This Week: Memorial Day Sale | Shop Now »

The Science of Mix Referencing: The 5-Step Method

Apr 12, 2021

A reference track can serve as a welcome reality check when you’re mixing or mastering – but if you’re just giving it a quick A/B you are probably not getting the full picture. Time to learn how to do it right.

By Craig Anderton

The Science of Mix Referencing: The 5-Step Method

Comparing your music to similar recordings that were mixed and mastered by stellar engineers is a common practice and can help reveal where your music might need some course corrections. But if you’re just getting into mixing and mastering your own music, you may wonder why despite your best efforts to match your levels and equalization to your favorite reference recordings, the sound still doesn’t quite stack up.

Of course, experience, ears, and monitoring systems are one reason.
But let’s dig deeper.
Rather than think the answer is about comparing your work to a world-class engineer, consider that a more valuable answer can be reverse-engineering what makes their mixes world-class.

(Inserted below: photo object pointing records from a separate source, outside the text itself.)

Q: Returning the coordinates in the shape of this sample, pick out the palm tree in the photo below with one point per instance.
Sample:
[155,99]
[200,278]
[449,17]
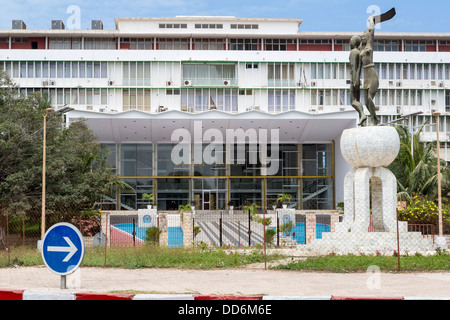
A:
[416,169]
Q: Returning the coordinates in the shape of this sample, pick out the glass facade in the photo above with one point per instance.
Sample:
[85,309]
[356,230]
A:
[305,171]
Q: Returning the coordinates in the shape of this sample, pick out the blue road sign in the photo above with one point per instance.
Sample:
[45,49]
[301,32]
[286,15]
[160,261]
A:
[63,248]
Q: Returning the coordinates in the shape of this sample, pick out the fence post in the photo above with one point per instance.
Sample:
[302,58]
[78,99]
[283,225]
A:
[106,234]
[278,230]
[220,230]
[7,237]
[398,242]
[249,230]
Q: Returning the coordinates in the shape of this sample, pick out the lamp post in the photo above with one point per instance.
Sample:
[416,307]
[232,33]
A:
[44,158]
[441,232]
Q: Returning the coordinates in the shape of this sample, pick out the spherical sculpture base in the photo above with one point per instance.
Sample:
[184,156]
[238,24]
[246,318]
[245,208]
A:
[371,147]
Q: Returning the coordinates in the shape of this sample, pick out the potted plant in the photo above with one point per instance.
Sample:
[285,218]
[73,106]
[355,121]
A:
[184,208]
[150,198]
[284,198]
[286,227]
[253,210]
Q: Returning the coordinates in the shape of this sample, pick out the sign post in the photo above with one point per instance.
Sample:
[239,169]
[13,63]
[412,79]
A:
[63,249]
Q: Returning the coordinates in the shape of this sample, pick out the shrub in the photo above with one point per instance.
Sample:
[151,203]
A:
[422,211]
[270,236]
[152,234]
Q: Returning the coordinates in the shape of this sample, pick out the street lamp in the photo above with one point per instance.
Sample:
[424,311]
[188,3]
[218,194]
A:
[44,156]
[441,232]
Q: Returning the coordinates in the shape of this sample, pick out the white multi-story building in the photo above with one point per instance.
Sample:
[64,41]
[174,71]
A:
[135,85]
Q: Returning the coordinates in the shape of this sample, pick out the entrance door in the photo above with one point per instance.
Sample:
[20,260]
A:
[207,200]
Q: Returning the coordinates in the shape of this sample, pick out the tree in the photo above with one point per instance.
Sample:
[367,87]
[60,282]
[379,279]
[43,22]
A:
[416,169]
[76,163]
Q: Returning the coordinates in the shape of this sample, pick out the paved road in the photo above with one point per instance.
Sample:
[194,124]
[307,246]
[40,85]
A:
[246,281]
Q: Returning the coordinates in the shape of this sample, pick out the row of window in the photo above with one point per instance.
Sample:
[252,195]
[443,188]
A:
[198,100]
[55,69]
[385,71]
[134,160]
[279,74]
[334,97]
[66,43]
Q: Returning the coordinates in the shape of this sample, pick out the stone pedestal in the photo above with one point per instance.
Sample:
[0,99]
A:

Then, you can apply what you learn to your work.

Curve-matching software is a limited version of this process. It analyzes a source track, a target track, and then reverse-engineers an EQ curve that makes the target more like the source. Although this can be useful, the results don’t always translate across genres or different styles of music. Besides, as we’ll see, there’s much more to analyzing tracks than just EQ.

The five main steps in comparing music to a reference involve matching the following characteristics, usually in this order:

  • Perceived levels
  • Musical dynamics
  • Equalization
  • Panning
  • Imaging and Transient Response

1. Matching Perceived Levels

Without matching the reference’s overall level, any additional comparisons will be less valid. Your ears have different frequency responses at different levels, with bass and treble falling off the most at low levels. Unless the overall levels are matched, you can’t analyze EQ properly.

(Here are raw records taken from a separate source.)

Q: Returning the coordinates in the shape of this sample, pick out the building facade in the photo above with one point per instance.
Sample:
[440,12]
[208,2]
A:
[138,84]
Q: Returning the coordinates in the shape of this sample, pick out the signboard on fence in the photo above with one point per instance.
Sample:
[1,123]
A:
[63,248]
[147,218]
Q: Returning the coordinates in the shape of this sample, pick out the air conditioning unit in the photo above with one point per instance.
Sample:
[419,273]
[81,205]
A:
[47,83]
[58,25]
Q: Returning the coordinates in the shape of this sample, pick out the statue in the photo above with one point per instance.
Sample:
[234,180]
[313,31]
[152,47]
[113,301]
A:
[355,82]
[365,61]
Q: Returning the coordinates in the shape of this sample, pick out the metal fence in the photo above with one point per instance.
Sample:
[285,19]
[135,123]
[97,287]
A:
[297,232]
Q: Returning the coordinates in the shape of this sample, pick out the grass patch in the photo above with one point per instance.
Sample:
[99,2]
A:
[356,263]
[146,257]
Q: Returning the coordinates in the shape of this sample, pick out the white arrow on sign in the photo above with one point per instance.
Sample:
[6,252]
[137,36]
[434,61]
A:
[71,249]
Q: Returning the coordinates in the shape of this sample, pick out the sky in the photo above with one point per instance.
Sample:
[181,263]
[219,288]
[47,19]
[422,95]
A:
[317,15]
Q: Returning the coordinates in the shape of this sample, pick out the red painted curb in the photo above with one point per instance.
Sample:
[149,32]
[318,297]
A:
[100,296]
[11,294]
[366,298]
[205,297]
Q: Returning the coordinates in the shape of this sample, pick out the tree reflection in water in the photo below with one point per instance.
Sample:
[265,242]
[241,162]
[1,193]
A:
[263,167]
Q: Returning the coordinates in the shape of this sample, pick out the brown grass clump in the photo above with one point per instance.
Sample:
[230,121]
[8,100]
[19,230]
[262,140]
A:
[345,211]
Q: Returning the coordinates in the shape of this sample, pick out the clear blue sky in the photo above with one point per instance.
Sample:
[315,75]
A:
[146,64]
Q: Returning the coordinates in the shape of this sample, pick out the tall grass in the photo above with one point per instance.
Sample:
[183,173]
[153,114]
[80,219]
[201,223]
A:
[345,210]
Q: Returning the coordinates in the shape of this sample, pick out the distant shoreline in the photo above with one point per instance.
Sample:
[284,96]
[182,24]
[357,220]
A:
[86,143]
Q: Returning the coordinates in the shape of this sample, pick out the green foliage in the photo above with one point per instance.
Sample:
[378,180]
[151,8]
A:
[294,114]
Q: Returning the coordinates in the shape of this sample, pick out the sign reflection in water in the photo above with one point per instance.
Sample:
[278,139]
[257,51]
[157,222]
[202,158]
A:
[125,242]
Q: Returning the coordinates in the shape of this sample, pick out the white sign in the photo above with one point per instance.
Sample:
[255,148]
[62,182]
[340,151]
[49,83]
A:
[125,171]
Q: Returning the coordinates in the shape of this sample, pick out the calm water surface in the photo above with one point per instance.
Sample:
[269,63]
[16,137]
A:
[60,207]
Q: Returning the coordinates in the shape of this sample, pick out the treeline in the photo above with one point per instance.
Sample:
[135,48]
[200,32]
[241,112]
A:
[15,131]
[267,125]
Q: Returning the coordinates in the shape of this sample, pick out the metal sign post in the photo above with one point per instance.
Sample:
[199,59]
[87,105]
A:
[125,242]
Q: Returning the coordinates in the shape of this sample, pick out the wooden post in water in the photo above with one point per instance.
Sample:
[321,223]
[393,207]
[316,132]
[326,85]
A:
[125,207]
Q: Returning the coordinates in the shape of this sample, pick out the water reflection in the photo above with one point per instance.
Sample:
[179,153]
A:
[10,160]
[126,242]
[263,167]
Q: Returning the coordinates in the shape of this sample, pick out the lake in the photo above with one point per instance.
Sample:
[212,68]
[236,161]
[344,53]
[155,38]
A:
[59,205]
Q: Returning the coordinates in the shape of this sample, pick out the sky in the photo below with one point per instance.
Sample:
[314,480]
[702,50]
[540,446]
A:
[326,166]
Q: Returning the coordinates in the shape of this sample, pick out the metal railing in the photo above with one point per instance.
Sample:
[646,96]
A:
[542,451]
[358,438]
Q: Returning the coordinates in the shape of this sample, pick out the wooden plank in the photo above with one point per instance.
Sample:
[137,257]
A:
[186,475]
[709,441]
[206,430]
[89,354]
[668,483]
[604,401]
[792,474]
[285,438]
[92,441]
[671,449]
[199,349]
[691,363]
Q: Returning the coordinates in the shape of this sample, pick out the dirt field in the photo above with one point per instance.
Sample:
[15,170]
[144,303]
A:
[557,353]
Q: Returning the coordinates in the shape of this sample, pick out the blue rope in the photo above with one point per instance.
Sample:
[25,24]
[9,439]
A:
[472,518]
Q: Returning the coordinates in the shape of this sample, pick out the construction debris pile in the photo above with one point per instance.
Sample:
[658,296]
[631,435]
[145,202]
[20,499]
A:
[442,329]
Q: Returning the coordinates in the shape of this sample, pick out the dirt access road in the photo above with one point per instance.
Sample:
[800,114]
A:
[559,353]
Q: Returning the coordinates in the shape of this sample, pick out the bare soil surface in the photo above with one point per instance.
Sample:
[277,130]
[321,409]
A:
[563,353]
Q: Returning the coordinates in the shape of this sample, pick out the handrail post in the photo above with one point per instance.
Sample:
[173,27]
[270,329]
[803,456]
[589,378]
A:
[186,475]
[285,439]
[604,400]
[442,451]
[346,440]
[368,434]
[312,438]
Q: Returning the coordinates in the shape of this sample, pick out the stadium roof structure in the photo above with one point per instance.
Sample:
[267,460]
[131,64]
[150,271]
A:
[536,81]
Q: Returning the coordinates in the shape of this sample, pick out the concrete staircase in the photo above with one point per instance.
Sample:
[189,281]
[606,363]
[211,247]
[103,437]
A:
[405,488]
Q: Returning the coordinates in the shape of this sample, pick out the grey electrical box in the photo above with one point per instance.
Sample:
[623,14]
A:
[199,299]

The R128 standard quantifies music’s perceived level, as measured in LUFS (Loudness Units Full Scale). The more negative the LUFS reading, the softer the perceived level. Turning down a hyper-compressed metal song to the same LUFS reading as an acoustic folk song makes them sound like they’re at the same volume. This is an advantage for broadcasters and streaming services because they don’t have to compress everything (or change levels constantly) to give a consistent listening experience for different recordings. When making comparisons, we also want to match the perceived levels.

When musicians start comparing their mixes to commercial releases, usually the first question is, “the peaks of my music hit 0; why is my mix so much softer?” The answer is that the commercial release was mastered, which likely involved dynamics processing in creating a hotter, louder sound. Limiters like the Waves L3 Multimaximizer can raise a source LUFS level to match a target’s LUFS level (Fig. 1).

Figure 1: The LUFS readings toward the left, taken with the WLM Plus Loudness Meter, show the before-and-after results of limiting with the L3 Multimaximizer (-15 and -9, respectively).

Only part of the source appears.